Thousand in isolation in Queensland as cluster grows
More than 1000 in Queensland are in quarantine or isolation after a third medical worker from Brisbane’s main southside hospital fell sick.
More than 1000 people in Queensland are in quarantine or isolation and contact tracing is under way for more than 100 venues after a third medical worker from Brisbane’s main southside hospital fell sick with COVID-19.
The second of Brisbane’s two COVID-19 clusters expanded by two cases on Wednesday and spilled over the border into northern NSW, prompting restrictions in four local government areas and cancellation of the Bluesfest music festival.

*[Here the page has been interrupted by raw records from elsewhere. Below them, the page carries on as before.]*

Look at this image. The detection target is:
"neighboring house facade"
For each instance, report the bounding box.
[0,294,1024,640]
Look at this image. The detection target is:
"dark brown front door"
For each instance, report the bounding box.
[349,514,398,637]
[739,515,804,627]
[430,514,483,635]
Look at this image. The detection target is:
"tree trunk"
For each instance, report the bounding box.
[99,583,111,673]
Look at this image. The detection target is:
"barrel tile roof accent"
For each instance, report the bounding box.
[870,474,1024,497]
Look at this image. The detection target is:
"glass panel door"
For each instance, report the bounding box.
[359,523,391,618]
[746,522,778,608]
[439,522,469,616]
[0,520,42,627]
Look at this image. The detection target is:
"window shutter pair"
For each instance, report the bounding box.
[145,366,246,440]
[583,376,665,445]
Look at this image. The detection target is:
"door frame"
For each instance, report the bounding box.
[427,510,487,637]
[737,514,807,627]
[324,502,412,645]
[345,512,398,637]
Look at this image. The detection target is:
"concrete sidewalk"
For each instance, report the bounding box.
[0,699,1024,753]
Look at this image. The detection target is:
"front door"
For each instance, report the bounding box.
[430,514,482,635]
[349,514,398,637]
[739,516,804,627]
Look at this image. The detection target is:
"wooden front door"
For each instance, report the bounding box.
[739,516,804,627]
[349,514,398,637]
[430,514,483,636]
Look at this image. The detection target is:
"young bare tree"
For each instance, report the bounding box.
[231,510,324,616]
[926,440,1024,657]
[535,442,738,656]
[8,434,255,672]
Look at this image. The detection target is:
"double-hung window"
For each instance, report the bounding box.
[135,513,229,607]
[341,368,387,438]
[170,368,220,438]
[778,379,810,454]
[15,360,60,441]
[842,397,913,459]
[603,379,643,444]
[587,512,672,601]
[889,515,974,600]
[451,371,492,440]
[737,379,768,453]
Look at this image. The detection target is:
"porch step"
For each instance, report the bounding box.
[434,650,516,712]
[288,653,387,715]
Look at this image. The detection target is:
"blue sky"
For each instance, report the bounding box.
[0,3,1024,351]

A nurse working on the COVID-19 ward at the Princess Alexandra Hospital tested positive to the virus on Wednesday, along with her housemate, becoming the 10th and 11th members of the growing second cluster.
The nurse had already been given the first dose of the Pfizer vaccine but, according to genomic sequencing, somehow picked up the virus from a patient in the hospital who had flown to Brisbane from India and had tested positive in hotel quarantine.
Authorities are trying to uncover how the nurse became infected. The affected ward has been shut down as a precaution.
“We just need to work out how she got it on that ward,” Queensland Chief Health Officer Jeannette Young said.
She said the full effectiveness of the vaccine had not been realised because not enough time had elapsed after the jab was given.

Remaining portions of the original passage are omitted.